- Born: Duane DeForest Raver, Jr May 4, 1927 Newton, Iowa, United States
- Died: February 15, 2022 (aged 94) Garner, North Carolina, United States
- Education: Iowa State College
- Known for: Printmaker Illustrator

= Duane Raver =

American printmaker and illustrator

Duane Raver was an American artist and illustrator, known for his watercolor illustrations of fish.

== Life ==
He was the only child of Duane Raver Sr. and Mabel Raver. Raver recalls, “My folks were very active and often went down to the lake so I fished from a very early age. In those days, we fished small ponds, lakes and rivers for small and largemouth bass, northern pike, panfish, walleye and channel catfish”.

The family moved to Ames, Iowa where he produced his first book of fish illustrations titled “Sketches of American Game Fish” in 1943.

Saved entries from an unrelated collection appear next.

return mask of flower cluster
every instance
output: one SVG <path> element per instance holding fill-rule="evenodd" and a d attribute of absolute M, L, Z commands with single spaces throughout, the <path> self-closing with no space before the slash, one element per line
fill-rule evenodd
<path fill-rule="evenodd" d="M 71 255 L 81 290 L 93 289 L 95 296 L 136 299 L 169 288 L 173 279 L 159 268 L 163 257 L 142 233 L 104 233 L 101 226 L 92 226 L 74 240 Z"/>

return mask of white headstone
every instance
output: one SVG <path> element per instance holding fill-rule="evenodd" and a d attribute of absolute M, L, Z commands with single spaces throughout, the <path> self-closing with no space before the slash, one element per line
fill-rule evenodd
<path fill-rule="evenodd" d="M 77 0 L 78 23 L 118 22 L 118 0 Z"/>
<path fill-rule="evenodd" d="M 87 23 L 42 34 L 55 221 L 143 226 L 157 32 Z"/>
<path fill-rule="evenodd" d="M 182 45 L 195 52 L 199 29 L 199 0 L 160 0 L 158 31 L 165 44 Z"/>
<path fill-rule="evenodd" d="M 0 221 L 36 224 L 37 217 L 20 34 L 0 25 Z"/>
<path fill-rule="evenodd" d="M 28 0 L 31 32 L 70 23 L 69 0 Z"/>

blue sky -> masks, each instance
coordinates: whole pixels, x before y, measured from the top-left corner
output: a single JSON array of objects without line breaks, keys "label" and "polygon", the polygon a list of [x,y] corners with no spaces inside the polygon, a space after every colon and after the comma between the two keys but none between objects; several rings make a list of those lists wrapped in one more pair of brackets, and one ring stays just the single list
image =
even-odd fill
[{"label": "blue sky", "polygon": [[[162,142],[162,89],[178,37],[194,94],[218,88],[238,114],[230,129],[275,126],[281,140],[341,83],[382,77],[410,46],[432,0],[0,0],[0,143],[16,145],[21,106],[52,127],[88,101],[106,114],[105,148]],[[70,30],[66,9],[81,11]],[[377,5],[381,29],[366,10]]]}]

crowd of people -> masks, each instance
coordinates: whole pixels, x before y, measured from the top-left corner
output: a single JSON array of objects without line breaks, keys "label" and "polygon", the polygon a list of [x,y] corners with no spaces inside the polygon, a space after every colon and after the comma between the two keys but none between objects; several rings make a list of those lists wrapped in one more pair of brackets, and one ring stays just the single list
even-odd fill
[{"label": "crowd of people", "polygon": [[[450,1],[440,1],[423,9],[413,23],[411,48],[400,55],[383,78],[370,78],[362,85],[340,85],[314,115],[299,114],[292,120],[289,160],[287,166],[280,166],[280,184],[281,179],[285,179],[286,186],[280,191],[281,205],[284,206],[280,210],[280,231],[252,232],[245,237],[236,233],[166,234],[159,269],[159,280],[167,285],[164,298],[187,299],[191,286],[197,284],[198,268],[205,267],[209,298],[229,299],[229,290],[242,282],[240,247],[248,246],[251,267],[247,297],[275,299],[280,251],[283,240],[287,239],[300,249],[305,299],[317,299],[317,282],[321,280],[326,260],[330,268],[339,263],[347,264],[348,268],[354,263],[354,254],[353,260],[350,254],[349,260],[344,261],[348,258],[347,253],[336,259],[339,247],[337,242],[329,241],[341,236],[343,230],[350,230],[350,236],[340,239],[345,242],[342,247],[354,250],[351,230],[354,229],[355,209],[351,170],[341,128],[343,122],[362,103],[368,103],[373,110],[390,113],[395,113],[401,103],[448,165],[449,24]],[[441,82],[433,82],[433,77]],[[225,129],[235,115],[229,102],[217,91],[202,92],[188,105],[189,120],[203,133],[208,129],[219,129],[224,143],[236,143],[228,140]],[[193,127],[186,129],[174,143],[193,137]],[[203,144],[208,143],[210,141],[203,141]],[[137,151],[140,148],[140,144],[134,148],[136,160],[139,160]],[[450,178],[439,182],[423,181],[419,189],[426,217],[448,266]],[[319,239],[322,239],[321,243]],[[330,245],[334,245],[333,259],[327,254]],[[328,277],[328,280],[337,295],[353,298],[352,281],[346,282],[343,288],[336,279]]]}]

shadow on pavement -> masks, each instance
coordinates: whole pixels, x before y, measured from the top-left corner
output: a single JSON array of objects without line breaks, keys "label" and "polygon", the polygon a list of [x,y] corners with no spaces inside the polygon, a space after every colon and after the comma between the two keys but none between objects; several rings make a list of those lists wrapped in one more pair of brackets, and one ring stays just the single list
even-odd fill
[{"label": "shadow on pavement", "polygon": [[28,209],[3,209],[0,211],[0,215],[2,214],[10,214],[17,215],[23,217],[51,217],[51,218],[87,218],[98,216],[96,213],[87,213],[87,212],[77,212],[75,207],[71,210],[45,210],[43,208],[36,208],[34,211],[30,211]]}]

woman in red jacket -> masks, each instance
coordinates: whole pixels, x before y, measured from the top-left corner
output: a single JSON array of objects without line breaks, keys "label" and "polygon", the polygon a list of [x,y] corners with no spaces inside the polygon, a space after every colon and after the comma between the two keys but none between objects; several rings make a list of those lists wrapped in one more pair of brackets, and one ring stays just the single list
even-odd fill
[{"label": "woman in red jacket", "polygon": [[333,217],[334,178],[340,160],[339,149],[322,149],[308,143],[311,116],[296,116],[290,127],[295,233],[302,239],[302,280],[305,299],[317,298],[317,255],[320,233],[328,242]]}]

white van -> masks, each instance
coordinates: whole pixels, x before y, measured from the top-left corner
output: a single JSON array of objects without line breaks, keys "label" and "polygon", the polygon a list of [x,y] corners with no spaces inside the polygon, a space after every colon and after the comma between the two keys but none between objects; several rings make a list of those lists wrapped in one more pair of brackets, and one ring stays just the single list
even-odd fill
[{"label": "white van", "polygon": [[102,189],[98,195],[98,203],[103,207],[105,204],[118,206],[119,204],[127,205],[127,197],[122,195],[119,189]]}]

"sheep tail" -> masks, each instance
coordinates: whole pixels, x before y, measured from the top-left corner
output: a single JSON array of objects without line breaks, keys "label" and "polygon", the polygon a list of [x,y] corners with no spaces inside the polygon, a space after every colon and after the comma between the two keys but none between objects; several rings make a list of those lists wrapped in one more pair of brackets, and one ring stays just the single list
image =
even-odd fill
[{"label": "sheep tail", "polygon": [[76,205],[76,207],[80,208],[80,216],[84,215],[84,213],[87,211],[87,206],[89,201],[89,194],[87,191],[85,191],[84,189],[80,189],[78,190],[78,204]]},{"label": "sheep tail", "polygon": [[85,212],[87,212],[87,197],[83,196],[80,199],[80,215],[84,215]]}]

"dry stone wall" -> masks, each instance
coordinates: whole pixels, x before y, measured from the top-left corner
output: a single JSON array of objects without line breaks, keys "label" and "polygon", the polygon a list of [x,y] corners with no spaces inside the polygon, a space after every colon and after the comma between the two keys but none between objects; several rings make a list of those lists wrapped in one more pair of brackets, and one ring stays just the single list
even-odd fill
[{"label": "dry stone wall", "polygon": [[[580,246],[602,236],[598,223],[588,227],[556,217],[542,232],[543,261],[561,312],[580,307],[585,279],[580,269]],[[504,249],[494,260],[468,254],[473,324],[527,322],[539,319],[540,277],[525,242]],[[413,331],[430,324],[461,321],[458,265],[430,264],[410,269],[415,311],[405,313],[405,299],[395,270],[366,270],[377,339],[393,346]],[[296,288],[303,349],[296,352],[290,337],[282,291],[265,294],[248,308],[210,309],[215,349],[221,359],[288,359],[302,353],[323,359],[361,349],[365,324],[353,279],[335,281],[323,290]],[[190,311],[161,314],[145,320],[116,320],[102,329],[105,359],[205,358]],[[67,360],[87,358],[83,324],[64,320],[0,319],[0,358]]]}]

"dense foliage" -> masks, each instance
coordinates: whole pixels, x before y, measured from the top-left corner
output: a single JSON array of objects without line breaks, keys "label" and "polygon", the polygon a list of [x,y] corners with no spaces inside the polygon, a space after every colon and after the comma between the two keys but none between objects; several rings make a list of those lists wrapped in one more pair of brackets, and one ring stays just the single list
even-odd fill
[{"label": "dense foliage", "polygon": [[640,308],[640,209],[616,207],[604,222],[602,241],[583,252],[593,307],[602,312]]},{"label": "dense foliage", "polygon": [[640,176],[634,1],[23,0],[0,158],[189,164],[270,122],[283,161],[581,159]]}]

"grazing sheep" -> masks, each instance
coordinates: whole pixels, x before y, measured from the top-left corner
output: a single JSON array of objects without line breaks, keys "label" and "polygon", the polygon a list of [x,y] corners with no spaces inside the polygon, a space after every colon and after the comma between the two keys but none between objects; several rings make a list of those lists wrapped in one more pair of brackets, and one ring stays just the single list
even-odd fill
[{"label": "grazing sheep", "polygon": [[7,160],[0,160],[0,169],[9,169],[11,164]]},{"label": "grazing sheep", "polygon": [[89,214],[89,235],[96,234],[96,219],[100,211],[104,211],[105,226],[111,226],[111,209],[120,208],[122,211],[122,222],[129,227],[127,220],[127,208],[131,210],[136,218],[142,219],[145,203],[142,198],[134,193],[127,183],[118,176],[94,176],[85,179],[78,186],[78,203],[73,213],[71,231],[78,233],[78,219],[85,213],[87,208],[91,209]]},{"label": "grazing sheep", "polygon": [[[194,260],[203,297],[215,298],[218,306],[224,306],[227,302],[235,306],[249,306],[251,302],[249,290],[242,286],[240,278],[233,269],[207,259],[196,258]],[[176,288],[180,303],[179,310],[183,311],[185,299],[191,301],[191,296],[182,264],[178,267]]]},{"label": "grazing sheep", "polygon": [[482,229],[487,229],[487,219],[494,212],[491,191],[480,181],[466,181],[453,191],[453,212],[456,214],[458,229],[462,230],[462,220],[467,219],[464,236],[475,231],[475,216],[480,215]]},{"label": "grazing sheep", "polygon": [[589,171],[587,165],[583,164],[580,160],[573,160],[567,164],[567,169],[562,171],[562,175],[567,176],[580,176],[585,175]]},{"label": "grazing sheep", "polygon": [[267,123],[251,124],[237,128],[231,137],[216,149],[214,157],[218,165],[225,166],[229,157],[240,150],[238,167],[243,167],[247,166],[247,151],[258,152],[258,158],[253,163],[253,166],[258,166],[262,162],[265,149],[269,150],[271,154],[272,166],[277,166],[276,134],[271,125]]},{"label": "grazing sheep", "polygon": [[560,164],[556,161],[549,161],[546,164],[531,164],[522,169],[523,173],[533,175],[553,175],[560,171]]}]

Raver received a degree in fishery biology from Iowa State College in 1949. His first job was with the North Carolina Wildlife Commission working in the fisheries division for ten years. In 1960 he transferred to the commission’s Education Division as editor and illustrator for North Carolina magazine.

Duane may have created one of the most viewed art works of all time. Two identical billboards of a salmon over 60 feet long, with the caption "Not Quite Actual Size", have faced north- and south-bound traffic for decades. Occupants of some 36,600 vehicles per day (13,359,000 cars per year) on South Carolina Interstate 95 crossing the Santee Cooper River have had a chance to see this art.